6. Conditional Query Cache

The Query Condition Cache (introduced in version 25.3 and enabled by default from 25.4) is a significant advancement in query performance. Unlike the traditional Query Cache (which stores entire result sets), the Query Condition Cache speeds up execution by “remembering” the results of WHERE conditions at the granule level.

Thanks to this mechanism, ClickHouse can skip large portions of data during the reading phase, even if the overall query structure changes, as long as the filters remain consistent.

The cache operates by tracking the outcome of evaluated filters for every data granule.

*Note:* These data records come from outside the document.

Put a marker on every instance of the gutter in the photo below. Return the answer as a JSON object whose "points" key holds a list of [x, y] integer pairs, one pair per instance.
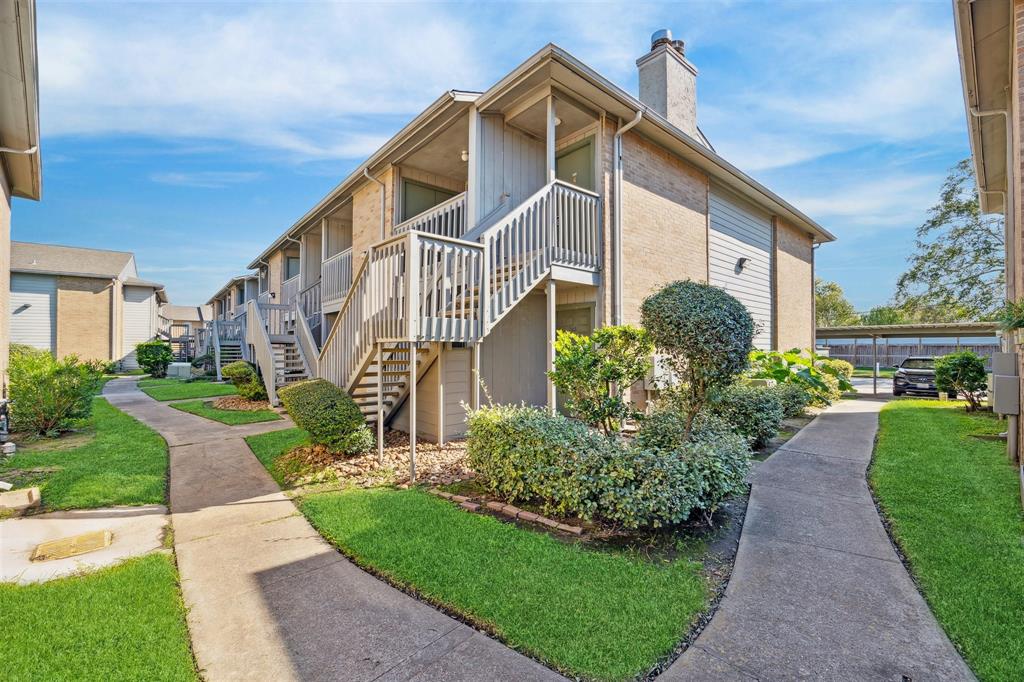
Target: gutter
{"points": [[616, 228]]}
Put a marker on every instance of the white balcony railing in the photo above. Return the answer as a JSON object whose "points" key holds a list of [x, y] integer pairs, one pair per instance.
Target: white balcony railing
{"points": [[337, 276], [445, 219]]}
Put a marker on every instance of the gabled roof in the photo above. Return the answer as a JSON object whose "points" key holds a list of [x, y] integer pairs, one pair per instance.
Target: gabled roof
{"points": [[567, 71], [56, 259], [19, 98]]}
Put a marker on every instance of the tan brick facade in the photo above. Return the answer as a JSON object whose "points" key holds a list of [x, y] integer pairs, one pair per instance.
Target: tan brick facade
{"points": [[665, 222], [794, 290], [84, 317]]}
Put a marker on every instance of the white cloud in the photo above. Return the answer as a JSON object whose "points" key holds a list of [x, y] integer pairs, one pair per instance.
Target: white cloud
{"points": [[208, 179]]}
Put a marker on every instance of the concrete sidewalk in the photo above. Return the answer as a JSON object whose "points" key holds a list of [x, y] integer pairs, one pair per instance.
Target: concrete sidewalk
{"points": [[268, 599], [817, 591]]}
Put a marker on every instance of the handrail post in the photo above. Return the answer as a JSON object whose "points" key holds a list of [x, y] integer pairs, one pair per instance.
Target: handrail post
{"points": [[413, 286]]}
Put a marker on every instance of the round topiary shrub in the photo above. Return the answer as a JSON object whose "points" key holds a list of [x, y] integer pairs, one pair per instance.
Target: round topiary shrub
{"points": [[755, 412], [706, 334], [329, 414]]}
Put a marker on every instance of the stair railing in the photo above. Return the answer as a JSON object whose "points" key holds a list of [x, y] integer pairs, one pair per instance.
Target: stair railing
{"points": [[256, 335]]}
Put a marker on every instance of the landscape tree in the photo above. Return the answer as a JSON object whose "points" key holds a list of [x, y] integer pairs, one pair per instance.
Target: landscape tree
{"points": [[830, 306], [956, 270]]}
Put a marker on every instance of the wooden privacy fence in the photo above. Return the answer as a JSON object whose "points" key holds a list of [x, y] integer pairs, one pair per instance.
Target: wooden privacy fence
{"points": [[894, 351]]}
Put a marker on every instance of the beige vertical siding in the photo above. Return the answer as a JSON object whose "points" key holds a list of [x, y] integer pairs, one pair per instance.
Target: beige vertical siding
{"points": [[84, 317]]}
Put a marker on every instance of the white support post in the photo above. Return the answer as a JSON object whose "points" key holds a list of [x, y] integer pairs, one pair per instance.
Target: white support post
{"points": [[550, 139], [552, 402], [476, 379], [380, 402], [440, 395], [413, 357]]}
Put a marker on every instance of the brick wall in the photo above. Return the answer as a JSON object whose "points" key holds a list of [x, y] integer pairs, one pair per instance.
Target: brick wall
{"points": [[794, 288], [84, 317], [665, 222]]}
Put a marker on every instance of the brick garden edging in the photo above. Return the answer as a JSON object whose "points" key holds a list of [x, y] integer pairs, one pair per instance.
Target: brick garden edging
{"points": [[508, 510]]}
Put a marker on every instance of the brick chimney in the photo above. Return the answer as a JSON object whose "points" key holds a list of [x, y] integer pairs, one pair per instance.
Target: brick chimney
{"points": [[669, 82]]}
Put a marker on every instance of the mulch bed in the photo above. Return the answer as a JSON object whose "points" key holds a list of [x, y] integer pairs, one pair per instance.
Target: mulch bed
{"points": [[240, 403]]}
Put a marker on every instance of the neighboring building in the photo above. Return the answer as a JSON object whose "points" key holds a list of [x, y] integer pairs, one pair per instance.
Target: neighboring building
{"points": [[554, 200], [229, 301], [20, 163], [89, 302], [990, 41]]}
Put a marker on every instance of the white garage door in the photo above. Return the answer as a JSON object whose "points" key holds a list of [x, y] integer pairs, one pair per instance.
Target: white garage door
{"points": [[138, 322], [740, 230], [33, 310]]}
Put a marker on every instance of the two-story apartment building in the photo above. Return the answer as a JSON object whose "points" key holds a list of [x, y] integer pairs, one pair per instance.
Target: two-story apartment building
{"points": [[20, 162], [552, 200]]}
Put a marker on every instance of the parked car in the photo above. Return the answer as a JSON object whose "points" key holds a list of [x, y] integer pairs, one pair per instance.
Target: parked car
{"points": [[915, 375]]}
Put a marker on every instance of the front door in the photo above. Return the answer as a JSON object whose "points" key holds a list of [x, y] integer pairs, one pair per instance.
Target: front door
{"points": [[576, 165]]}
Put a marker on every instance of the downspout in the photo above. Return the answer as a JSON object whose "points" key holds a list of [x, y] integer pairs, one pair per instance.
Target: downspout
{"points": [[366, 172], [1009, 222], [616, 228]]}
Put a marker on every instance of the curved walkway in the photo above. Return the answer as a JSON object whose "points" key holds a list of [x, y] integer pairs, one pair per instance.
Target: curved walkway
{"points": [[268, 599], [817, 591]]}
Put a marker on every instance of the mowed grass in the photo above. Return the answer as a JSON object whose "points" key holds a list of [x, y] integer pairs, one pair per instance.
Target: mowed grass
{"points": [[123, 623], [953, 502], [178, 389], [230, 417], [268, 449], [596, 614], [124, 464]]}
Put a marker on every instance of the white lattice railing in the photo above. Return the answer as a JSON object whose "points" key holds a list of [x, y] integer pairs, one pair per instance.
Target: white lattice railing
{"points": [[445, 219], [337, 275]]}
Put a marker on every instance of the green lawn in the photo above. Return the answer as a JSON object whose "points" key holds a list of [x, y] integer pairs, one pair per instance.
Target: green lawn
{"points": [[124, 464], [954, 506], [123, 623], [231, 417], [269, 446], [178, 389], [885, 372], [597, 614]]}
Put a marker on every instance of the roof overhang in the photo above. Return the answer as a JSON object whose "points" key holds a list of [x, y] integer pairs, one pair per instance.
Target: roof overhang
{"points": [[569, 74], [442, 112], [909, 331], [984, 43], [19, 98]]}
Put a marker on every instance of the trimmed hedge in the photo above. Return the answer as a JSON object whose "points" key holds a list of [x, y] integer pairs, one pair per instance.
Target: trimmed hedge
{"points": [[329, 414], [245, 378], [755, 412], [523, 454]]}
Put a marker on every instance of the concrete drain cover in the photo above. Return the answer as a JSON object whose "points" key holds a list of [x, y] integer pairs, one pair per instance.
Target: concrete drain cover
{"points": [[68, 547]]}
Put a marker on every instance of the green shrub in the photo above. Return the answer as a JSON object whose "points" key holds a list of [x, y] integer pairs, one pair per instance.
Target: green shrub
{"points": [[154, 356], [523, 454], [962, 374], [823, 379], [329, 414], [706, 335], [48, 394], [245, 378], [794, 397], [588, 367], [756, 412]]}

This information is stored with extreme efficiency using a single bit. 0 Bit means no rows in the granule satisfy the filter condition (the entire granule is skipped). 1 Bit means that at least one row matches the filter (the granule must be read).

The query condition cache only works when `enable_analyzer` is enabled (by default from 24.3).

Under normal circumstances, there is no need for manual tuning or extra settings. Conditional query cache can be disabled with `use_query_condition_cache` session setting.

Monitoring

• system tables: system.query_condition_cache
• Conditional query cache profile events (system.events):
  • QueryConditionCacheHits – Number of times an entry has been found in the query condition cache
  • QueryConditionCacheMisses – Number of times an entry has not been found in the query condition cache
• Useful commands:
  • SYSTEM CLEAR QUERY CONDITION CACHE – clear query condition cache

Key Takeaways

• 1. Strategic I/O Efficiency: ClickHouse leverages a combination of low-level caches (OS Page Cache, Mark Cache, and Uncompressed Cache) to minimize physical disk reads and reduce CPU overhead during data decompression.
• 2. Higher-Level Intelligence: The Query Cache (storing full results) and Query Condition Cache (storing granule-level filter matches) provide a “shortcut” for repetitive or structurally similar analytical workloads, bypassing the execution engine entirely.
• 3. Performance Monitoring: Visibility is provided through specialized system tables, but for almost all of them can be use system.metrics, system.asynchronous_metrics or system.events tables. Monitoring hit/miss ratios is essential to distinguish between a truly optimized schema and one where caching is merely masking underlying disk latency issues.

Understanding caching is vital because it enables systems to deliver data from high-speed memory, drastically reducing latency compared to traditional disk storage (or from remote filesystem).